06/24/2004 Craig Lewis: 4.6! For me, it was the mystical grandeur of nature schtick, and the "some say...others say" legend-of-the-canyon thing. I thought this was rather well done. I don't think that Pete's one arm is really the heart of the joke here. And this is certainly a more subtle variation on the Old Prospector theme than the Matza short that got me in so much trouble a few months back. But I dunno. Maybe, like most Jews, I just like the Old West.
06/24/2004 Ewan Snow: Well, the writing's sort of sloppy.
06/24/2004 qualcomm: you mean like the dubious usage of "ineffably"?
06/24/2004 Will Disney: yeah, sol star is the coolest.
06/24/2004 Ewan Snow: Yeah, that and "all that Nature had to offer" is a cliché, though maybe that's okay. "his BODY caromed off the jagged canyon wall, breaking his frail BODY" is oddly repetitive, and it didn't seem on purpose or to any end. "in to" instead of "into" / "on to" instead of "onto". The first sentence is a bit run-on-y, with modifiers stretched out too long at the end. (If the grace with which the sun sets is reserved for poets, how does the sun manage it?) Then at the end, there's “a unrecognizable”. I don't know, a bunch of little things that were distracting.
06/24/2004 qualcomm: the cliches and clumsy language were intentional, i'm certain, including the anthropomorphized sun. but there were a number of typos, sure.
06/24/2004 Ewan Snow: Also, is this suppoosed to be the Old West? If so, what's up with "soundtrack". That made me think this was present day, or at least since the advent of talkies. I know this is a very minor point and probably doesn't matter...
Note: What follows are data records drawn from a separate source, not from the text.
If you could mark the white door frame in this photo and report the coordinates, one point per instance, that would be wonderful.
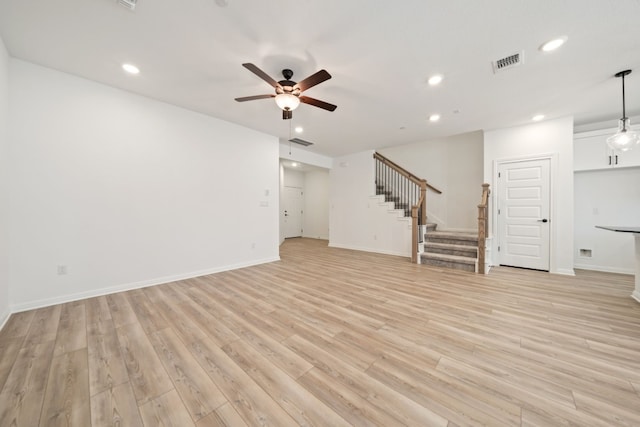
(553, 233)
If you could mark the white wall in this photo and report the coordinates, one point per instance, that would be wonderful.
(126, 191)
(4, 188)
(358, 219)
(315, 221)
(606, 197)
(315, 188)
(454, 165)
(293, 178)
(555, 138)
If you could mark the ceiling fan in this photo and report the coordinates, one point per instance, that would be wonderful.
(289, 93)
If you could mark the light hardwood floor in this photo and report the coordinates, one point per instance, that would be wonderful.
(332, 337)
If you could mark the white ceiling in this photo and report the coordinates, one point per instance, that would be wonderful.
(380, 54)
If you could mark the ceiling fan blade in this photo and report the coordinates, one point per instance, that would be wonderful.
(251, 98)
(318, 103)
(258, 72)
(313, 80)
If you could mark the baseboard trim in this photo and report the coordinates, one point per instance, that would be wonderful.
(564, 272)
(365, 249)
(4, 318)
(134, 285)
(604, 269)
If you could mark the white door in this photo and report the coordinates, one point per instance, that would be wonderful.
(523, 214)
(292, 212)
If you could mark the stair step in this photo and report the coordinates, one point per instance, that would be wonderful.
(450, 261)
(455, 238)
(451, 249)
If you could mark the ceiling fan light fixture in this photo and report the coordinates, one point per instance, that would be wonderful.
(287, 101)
(625, 139)
(553, 44)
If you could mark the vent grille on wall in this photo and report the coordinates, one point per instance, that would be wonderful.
(508, 62)
(301, 142)
(129, 4)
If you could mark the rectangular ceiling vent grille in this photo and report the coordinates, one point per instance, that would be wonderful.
(301, 142)
(508, 62)
(129, 4)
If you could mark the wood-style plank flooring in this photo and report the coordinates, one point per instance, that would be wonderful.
(332, 337)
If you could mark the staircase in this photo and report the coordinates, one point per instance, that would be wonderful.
(454, 250)
(389, 197)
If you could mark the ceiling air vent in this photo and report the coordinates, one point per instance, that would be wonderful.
(129, 4)
(508, 62)
(301, 142)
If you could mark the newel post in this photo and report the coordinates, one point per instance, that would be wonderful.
(483, 225)
(415, 229)
(423, 196)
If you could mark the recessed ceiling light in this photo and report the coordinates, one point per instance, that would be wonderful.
(435, 79)
(130, 68)
(553, 44)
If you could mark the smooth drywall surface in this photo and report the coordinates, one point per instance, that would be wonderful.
(294, 152)
(606, 197)
(358, 219)
(454, 165)
(553, 138)
(111, 190)
(4, 188)
(315, 221)
(351, 183)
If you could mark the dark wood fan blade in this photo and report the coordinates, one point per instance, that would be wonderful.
(313, 80)
(251, 98)
(318, 103)
(258, 72)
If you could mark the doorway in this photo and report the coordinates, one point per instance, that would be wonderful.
(292, 203)
(523, 213)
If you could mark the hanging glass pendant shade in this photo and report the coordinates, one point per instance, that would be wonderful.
(625, 139)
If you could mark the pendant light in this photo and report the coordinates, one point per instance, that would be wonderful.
(625, 139)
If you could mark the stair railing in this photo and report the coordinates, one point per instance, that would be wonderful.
(483, 227)
(408, 192)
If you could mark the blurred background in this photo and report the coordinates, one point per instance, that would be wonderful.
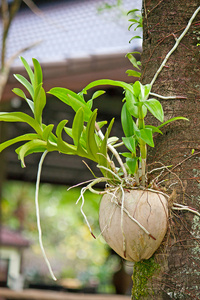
(76, 42)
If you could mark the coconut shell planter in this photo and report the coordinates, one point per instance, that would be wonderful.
(133, 217)
(122, 232)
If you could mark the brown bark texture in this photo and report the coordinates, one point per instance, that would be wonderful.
(179, 146)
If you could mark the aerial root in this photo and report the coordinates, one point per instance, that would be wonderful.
(177, 206)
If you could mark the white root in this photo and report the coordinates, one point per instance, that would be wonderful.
(38, 214)
(177, 206)
(122, 219)
(175, 45)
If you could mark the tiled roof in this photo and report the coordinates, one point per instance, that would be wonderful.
(12, 238)
(70, 29)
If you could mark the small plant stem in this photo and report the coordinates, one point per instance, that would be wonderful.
(38, 214)
(113, 150)
(175, 45)
(142, 145)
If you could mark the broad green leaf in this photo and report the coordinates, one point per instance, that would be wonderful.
(129, 142)
(108, 82)
(132, 164)
(133, 60)
(20, 117)
(72, 99)
(155, 108)
(30, 147)
(147, 136)
(39, 102)
(172, 120)
(126, 154)
(21, 94)
(127, 121)
(25, 83)
(21, 138)
(77, 126)
(62, 94)
(101, 124)
(91, 143)
(95, 95)
(28, 70)
(46, 132)
(130, 104)
(135, 37)
(102, 155)
(38, 77)
(133, 73)
(154, 129)
(63, 146)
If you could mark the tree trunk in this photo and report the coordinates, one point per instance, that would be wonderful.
(179, 145)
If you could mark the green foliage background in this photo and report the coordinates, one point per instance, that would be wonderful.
(73, 252)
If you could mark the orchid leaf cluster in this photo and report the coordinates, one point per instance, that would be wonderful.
(88, 140)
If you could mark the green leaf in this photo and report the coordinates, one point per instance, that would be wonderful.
(127, 121)
(126, 154)
(135, 37)
(133, 60)
(108, 82)
(63, 146)
(30, 147)
(155, 108)
(46, 132)
(102, 155)
(21, 94)
(38, 77)
(91, 143)
(39, 102)
(95, 95)
(72, 99)
(132, 164)
(153, 128)
(20, 117)
(77, 126)
(28, 70)
(129, 142)
(21, 138)
(25, 83)
(130, 104)
(172, 120)
(147, 136)
(133, 73)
06/24/2004 TheBuyer: The flaws in this totally escaped the first couple of reads because I was busy laughing my head off. 4 and change for sure, but over a 4.5? Not sure yet. Something about the endless repitition of 'One-Armed' that isn't funny in itself but sometime you just can't account for what makes you laugh, I guess. Also, the first and second graph, past and future, "thens" and "now" are putting limits on my forever which I always get a kick out of.
06/24/2004 Moe-Ron (4): I think sequels are cheap, but was amused regardless. It was a bit wordy, and there were some mistakes in grammar/spelling....but maybe this author is just used to having an editor, huh??? I cast a 4 at thee, One-Armed author.
06/26/2004 Mr. Pony (5): Right on, Moe-Ron — I think someone needs to wake up and realize that they aren't lounging in the comfortable offices of the New York Post. I like very much, however, how the narrator seems ot be implying that sometimes an aesthetic experience leads to a new limb. Etc. I do have reasons for not giving this a five, but they all seem a little small next to the sweep of what this short is trying to do; and while its success is questionable, the attempt is, in and of itself, a pleasurable experience.